Platte City will be in the market for a new police chief.
Early Wednesday morning, Nov. 14, the city issued a press release announcing the retirement of current chief Carl Mitchell after 45 years in law enforcement, the past nine in Platte City.
Mitchell’s retirement is effective Feb. 28, 2019, but he will use medical leave and will not work in the office. Since September, he was temporarily reassigned to work with the city administration as the department underwent an investigation.
An evaluation was done by an independent lawyer on the department’s culture and work environment and a report was given to the board of aldermen last month in a two-plus hour closed session meeting.
The aftermath of that was that Mitchell and Lt. Albert DeValkenaere were to remain in their current reassigned positions until further notice.
That was on Oct. 23 and three weeks later, Mitchell has decided to retire.
“The evaluation identified officers’ concerns regarding internal communications and organizational culture issues, including a negative work environment related to the management and communication style of the department’s command team,” the city’s press release said “However, the evaluation found that Chief Mitchell had neither engaged in, fostered or allowed gender or racial harassment nor had he engaged in any other prohibited or sanctionable command actions.”
DeValkenaere, according to city administrator DJ Gehrt, is still working in his reassigned position and nothing has changed.
Mitchell started his police career in the Chicago suburb of Schaumburg and worked up from a patrol officer to detective before moving into command ranks as sergeant, lieutenant, captain and division commander. After retiring in Illinois, he joined the PCPD as the chief in March 2010. He was a military policeman in the U.S. Marine Corps prior to working in Schaumburg.
He is the longest tenured chief in Platte City during the past four decades.
“His tenure in Platte City included significant improvements to the Police Department’s organizational, operational and community engagement components,” the city press release stated. “Organizational improvements included upgrades to police vehicles, communications, information systems, firearms, non-lethal weapons and protective equipment. During his tenure Platte City also enhanced its in-car recording systems and was among the first KC metro area departments to deploy body cameras for all patrol officers.

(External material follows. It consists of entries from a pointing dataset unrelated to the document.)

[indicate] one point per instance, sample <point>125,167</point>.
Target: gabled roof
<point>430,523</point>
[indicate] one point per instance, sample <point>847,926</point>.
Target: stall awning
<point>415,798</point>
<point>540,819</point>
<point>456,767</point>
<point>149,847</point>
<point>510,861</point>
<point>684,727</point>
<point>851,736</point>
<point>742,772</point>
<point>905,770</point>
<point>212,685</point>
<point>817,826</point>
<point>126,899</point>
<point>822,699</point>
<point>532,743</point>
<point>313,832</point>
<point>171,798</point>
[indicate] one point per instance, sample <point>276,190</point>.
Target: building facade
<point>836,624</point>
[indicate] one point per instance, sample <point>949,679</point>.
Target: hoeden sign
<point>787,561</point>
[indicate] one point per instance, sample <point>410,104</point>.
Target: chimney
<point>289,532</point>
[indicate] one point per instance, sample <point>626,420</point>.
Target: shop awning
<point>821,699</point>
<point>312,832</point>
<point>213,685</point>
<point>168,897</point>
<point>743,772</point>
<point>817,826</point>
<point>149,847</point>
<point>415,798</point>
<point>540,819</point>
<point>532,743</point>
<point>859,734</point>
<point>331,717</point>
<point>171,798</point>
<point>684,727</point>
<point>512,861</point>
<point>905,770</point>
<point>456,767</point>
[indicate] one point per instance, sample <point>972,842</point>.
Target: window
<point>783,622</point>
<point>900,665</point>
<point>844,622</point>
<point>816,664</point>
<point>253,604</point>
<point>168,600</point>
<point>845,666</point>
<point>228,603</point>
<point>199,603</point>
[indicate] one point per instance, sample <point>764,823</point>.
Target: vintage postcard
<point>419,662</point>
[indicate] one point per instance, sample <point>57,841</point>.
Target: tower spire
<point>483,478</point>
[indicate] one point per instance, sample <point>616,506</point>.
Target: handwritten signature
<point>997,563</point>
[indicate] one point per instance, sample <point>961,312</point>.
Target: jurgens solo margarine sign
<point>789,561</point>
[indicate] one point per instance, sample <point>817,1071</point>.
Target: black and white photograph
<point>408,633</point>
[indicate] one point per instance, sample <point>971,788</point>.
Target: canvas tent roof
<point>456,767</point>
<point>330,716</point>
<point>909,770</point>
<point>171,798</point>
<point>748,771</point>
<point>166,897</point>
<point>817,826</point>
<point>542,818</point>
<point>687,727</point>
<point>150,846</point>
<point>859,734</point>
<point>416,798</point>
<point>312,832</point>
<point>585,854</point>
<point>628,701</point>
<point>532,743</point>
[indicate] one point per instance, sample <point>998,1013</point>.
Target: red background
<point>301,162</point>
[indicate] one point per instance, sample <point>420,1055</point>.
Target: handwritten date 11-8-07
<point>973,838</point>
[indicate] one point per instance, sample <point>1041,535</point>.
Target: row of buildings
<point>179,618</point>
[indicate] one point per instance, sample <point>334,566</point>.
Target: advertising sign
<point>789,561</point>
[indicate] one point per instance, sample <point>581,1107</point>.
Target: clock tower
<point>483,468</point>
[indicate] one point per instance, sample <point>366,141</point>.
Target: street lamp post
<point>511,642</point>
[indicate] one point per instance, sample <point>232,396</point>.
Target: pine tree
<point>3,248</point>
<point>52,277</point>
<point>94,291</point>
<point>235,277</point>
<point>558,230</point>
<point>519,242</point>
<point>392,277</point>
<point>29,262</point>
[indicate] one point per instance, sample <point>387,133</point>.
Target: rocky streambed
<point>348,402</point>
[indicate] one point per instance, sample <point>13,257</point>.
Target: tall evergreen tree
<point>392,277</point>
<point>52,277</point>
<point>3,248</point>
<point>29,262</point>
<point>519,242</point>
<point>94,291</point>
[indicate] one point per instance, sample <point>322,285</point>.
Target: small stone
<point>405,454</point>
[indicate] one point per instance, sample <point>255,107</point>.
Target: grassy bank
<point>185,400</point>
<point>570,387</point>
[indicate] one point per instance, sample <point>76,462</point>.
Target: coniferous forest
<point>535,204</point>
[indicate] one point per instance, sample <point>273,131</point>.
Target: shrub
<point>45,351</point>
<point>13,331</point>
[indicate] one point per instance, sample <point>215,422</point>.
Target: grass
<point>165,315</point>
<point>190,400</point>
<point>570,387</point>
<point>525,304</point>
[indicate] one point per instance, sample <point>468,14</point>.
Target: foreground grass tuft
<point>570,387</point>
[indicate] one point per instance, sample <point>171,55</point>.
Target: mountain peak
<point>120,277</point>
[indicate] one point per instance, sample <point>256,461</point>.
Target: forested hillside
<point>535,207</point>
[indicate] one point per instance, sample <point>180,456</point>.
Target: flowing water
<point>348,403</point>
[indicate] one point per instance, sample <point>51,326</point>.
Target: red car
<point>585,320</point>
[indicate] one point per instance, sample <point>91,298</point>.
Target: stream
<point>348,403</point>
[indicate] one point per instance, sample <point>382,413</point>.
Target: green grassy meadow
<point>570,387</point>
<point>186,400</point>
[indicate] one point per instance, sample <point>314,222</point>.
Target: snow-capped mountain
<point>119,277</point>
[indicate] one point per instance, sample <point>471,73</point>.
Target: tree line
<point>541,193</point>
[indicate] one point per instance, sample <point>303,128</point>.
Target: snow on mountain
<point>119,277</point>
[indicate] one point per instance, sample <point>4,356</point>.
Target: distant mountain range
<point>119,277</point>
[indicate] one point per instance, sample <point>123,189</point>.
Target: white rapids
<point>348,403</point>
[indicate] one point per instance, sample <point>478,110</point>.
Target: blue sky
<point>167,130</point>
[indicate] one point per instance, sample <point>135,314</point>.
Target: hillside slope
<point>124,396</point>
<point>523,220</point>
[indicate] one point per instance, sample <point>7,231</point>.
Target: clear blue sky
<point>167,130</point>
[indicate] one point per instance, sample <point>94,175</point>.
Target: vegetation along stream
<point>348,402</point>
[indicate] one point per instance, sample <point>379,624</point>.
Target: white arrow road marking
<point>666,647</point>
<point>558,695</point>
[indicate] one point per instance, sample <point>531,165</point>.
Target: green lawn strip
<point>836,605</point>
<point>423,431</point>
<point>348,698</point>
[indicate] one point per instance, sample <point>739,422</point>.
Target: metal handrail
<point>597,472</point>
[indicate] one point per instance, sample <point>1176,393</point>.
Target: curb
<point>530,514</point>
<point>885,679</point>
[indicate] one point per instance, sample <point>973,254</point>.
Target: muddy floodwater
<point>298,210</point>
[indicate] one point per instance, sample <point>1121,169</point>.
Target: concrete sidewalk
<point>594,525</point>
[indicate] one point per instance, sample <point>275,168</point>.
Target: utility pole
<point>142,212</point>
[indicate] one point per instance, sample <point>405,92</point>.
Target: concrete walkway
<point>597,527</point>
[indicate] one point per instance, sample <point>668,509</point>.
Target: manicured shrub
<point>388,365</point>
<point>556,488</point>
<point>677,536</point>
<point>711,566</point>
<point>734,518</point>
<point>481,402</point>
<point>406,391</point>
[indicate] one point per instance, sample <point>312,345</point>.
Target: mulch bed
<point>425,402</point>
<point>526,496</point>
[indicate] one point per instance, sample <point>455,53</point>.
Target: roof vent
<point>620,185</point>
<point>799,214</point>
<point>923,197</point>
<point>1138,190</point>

“Chief Mitchell’s service was also marked by increases in police officer pay, benefits and training with an emphasis on community engagement and service improvement training. Significant community engagement events initiated or expanded during Chief Mitchell’s tenure include National Night Out Against Crime, Shop with a Cop, School District Lunch with a Cop, the Police Chaplain program, the Multi-Family Community Program and the Compliance Citation Program.”
Lynda Hacker-Bristow has been the interim police chief in Platte City. The Platte County Sheriff’s Office employee has three 30-day contracts between the city and county that will allow her to serve an interim role.